The success of such a tool largely depends on the availability of high-quality procurement data and the ability to combine this with broader datasets from government departments, such as beneficial ownership & tax reports. Governments that want to use similar tools must focus on improving data completeness, as well as on the capability of combining different data sources, including through unique identifiers.

2. Promote cross-functional collaboration

Developing AI solutions for procurement requires that people talk to each other who usually might not. Vitaliy suggests starting ‘cross-functional project brainstorming groups’ to combine expertise between business and data analysis teams. Bringing together and learning from multiple groups can ensure well-rounded goals and determine the operational steps to successfully implement a solution like the Red Flags Management tool.
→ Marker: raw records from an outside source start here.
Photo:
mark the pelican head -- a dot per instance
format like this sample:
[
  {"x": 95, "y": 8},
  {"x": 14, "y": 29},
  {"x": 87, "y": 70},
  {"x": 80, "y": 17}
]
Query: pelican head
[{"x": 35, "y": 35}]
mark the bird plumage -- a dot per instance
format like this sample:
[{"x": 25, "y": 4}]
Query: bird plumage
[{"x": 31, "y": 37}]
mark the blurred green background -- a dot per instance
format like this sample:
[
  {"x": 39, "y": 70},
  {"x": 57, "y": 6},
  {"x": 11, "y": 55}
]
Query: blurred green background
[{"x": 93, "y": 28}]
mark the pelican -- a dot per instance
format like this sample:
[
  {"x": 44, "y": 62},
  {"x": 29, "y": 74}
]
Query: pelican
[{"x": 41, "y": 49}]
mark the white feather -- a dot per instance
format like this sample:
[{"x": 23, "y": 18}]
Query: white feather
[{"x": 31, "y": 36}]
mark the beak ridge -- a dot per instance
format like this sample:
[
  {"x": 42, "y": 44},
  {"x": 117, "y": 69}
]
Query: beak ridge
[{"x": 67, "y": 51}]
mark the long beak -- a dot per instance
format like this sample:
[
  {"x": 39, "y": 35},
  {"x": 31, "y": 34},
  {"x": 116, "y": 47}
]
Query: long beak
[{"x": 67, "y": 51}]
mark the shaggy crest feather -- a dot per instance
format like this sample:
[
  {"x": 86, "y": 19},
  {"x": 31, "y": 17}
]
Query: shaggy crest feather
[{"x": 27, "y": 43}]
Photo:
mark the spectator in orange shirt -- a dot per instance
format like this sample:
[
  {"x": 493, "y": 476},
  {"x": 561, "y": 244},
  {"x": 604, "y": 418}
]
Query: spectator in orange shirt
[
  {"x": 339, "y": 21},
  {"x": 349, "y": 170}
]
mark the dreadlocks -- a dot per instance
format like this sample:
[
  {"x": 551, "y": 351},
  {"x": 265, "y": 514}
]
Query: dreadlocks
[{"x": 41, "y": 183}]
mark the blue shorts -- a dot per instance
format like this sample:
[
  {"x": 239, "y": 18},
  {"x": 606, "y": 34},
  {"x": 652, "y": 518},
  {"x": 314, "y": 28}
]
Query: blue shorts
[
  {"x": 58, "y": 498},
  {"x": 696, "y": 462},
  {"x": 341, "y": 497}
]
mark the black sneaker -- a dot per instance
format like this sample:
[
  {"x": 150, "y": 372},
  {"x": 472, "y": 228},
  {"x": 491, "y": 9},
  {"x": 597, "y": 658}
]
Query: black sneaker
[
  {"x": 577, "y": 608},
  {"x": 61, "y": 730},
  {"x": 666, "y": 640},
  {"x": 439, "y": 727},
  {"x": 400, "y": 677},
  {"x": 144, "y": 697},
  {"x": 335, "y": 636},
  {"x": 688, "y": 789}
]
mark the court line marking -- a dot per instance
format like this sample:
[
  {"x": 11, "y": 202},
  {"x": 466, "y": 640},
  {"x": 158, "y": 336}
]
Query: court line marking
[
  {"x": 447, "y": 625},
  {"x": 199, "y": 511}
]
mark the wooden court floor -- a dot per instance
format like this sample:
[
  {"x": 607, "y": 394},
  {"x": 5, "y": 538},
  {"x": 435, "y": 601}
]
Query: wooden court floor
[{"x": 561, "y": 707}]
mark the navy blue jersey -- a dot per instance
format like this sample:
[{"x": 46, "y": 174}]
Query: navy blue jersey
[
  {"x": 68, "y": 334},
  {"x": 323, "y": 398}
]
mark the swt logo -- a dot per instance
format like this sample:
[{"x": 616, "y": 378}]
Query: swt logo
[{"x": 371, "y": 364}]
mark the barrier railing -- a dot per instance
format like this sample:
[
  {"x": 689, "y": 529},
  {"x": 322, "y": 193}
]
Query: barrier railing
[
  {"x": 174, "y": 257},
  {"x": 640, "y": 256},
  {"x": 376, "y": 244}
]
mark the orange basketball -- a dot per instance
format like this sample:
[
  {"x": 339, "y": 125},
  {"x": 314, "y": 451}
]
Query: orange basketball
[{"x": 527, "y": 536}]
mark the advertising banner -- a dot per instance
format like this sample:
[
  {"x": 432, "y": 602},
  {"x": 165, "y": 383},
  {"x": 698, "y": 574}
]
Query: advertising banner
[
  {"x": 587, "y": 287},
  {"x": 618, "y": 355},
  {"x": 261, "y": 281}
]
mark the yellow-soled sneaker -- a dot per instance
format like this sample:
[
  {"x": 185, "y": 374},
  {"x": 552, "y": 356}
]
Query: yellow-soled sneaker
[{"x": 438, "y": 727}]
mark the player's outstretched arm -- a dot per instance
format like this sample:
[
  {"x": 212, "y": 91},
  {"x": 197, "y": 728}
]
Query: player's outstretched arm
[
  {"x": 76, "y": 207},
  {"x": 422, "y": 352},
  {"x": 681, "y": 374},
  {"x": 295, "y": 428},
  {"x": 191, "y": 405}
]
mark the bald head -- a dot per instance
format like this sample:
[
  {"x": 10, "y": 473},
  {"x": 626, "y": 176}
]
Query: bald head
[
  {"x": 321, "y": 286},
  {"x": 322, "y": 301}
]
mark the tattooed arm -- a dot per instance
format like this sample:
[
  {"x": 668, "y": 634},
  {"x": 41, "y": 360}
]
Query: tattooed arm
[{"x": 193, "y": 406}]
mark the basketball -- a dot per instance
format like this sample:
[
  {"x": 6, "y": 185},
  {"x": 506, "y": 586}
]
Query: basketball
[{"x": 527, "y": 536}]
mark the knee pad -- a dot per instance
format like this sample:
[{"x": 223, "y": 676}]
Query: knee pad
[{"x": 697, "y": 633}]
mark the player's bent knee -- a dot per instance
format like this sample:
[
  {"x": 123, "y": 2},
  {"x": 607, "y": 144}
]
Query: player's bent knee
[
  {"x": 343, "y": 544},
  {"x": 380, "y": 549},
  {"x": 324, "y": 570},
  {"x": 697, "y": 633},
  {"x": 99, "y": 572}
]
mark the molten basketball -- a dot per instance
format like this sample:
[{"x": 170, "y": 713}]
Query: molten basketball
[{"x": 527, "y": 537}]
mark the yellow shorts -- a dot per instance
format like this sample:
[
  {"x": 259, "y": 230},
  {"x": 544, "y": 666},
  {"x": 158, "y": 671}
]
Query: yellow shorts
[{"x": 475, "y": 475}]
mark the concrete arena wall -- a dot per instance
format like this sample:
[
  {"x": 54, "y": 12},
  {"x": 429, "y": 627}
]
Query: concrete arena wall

3. Be very concrete about the role AI plays in a process. Give it a clear goal and determine how it works together with humans.

If used, AI must have a clear and specific purpose. In Kazakhstan, the Red Flags Management tool is designed to identify risky transactions for further human review rather than replacing human judgment. This collaboration between AI and human oversight ensures that tasks beyond human capability, such as analyzing data and documents of millions of transactions, are automated, while nuanced decisions remain in an official’s hands.